A comissão formada por senadores e deputados federais foi proposta pelo DEM, segundo o qual o Governo de Luiz Inácio Lula da Silva teria repassado US$ 65 milhões às entidades vinculadas ao MST nos últimos cinco anos.

O DEM obteve o respaldo de 210 deputados e 36 senadores, superando os dois terços em ambas as câmaras necessários para a abertura da investigação.

Senadores e deputados que apoiaram o DEM na abertura da CPI disseram ter aceitado a investigação por causa da recente ação do MST, que há duas semanas invadiu a fazenda da multinacional Cutrale e destruiu cerca de 7 mil pés de laranjeiras.

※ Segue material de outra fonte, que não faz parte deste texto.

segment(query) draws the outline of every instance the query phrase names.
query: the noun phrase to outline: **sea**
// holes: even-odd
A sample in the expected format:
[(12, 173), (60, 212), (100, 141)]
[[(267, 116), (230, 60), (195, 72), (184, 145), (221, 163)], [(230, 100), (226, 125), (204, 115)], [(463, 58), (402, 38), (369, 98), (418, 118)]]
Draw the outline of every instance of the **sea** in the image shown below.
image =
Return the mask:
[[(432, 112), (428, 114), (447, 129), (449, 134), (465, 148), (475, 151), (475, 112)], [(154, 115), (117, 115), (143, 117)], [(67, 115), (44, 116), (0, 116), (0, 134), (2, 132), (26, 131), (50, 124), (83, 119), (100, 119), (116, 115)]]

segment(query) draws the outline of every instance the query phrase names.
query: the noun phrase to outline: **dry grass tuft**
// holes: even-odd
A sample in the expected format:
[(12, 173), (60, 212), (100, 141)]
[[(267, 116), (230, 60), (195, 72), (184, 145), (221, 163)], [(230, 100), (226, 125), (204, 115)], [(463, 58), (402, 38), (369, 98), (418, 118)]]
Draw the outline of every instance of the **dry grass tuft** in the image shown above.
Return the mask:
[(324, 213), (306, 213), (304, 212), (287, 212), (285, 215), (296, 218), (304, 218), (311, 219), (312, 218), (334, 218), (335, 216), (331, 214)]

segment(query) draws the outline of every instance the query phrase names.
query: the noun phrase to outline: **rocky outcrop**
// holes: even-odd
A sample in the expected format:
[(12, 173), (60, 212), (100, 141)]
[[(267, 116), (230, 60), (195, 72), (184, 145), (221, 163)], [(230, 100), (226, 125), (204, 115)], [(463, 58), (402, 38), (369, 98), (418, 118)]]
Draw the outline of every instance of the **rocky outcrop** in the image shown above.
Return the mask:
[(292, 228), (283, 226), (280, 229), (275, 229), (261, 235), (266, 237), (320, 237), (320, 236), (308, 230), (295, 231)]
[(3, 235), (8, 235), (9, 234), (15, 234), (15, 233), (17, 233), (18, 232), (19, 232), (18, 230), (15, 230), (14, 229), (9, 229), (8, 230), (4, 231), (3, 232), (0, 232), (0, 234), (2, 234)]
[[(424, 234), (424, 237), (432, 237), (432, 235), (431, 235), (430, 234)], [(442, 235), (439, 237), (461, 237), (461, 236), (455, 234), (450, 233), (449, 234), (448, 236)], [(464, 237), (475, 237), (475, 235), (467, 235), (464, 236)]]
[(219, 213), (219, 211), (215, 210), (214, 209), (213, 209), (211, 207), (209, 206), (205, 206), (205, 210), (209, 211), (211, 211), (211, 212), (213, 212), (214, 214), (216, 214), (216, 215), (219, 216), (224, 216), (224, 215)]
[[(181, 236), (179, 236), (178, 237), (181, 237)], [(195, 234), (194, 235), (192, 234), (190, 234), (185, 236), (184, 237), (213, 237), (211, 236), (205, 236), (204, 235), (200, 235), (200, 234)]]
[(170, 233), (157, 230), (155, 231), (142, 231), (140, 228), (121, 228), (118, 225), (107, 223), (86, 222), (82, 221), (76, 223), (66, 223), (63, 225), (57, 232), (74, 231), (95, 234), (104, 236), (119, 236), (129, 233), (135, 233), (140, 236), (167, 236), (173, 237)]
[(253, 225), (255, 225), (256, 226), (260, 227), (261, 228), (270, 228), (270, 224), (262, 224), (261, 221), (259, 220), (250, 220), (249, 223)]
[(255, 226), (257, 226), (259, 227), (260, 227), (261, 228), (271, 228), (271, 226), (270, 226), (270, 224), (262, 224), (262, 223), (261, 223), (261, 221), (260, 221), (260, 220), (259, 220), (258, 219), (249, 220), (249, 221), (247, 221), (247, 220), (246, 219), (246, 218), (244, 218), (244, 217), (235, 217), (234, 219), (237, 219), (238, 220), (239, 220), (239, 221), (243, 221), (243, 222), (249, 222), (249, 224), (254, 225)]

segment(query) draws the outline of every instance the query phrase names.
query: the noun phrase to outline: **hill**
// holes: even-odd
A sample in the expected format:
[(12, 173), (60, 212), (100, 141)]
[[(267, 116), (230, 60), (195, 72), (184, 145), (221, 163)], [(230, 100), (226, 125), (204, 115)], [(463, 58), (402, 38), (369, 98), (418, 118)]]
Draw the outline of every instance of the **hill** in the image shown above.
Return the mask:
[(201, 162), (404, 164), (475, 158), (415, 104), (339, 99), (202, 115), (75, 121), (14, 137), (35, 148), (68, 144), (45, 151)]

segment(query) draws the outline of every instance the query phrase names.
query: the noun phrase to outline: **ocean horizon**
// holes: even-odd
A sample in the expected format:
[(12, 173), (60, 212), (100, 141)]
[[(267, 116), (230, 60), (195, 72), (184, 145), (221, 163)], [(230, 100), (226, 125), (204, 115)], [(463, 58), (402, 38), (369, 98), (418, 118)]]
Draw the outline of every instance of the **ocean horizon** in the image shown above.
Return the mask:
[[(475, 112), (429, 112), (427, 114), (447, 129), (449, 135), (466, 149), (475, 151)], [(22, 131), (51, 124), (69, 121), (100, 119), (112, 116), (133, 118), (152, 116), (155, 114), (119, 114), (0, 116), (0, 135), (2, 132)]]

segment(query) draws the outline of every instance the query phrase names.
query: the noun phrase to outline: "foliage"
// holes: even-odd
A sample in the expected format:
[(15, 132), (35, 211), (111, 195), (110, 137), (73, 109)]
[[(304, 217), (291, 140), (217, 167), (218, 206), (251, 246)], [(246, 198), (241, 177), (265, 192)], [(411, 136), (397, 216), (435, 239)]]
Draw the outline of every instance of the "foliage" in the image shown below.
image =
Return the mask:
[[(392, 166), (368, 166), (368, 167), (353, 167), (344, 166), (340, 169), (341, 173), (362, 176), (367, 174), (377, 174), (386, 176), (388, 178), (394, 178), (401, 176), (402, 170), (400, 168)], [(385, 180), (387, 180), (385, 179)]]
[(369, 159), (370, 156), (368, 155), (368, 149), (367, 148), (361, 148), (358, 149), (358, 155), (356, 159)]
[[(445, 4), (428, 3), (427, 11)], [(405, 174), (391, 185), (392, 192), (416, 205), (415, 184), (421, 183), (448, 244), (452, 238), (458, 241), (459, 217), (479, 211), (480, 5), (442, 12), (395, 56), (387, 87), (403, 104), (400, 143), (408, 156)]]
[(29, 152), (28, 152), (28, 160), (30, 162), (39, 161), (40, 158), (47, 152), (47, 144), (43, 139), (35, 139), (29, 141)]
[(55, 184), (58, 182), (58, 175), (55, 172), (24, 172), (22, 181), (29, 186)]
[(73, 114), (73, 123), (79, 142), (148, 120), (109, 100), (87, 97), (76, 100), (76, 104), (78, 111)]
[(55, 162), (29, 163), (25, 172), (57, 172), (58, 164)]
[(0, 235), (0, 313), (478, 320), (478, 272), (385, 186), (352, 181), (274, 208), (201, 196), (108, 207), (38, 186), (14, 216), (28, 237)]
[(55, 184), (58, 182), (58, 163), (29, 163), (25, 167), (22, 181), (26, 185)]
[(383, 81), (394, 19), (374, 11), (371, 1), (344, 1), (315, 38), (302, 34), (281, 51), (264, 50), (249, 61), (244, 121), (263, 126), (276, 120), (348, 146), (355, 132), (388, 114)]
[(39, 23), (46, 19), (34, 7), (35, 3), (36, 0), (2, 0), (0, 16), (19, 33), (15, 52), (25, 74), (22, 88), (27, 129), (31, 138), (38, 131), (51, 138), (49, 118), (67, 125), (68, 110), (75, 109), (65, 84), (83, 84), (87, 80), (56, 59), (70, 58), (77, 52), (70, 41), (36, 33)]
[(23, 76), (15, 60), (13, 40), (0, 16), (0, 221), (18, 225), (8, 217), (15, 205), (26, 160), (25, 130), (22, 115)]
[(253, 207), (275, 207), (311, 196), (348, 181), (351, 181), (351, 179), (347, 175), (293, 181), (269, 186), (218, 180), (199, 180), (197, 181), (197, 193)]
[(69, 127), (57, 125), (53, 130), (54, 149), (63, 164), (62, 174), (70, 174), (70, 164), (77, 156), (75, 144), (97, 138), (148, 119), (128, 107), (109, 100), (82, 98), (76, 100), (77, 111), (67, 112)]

O MST justificou a ocupação alegando a discussão sobre a propriedade das terras da Crutale, se públicas ou privadas, assunto que desde 2006 está sob análise na justiça.

A destruição das laranjeiras foi recebida com indignação pelos partidos políticos e condenada até mesmo pelo presidente Lula, que considerou injustificável o ato de vandalismo por parte do movimento social.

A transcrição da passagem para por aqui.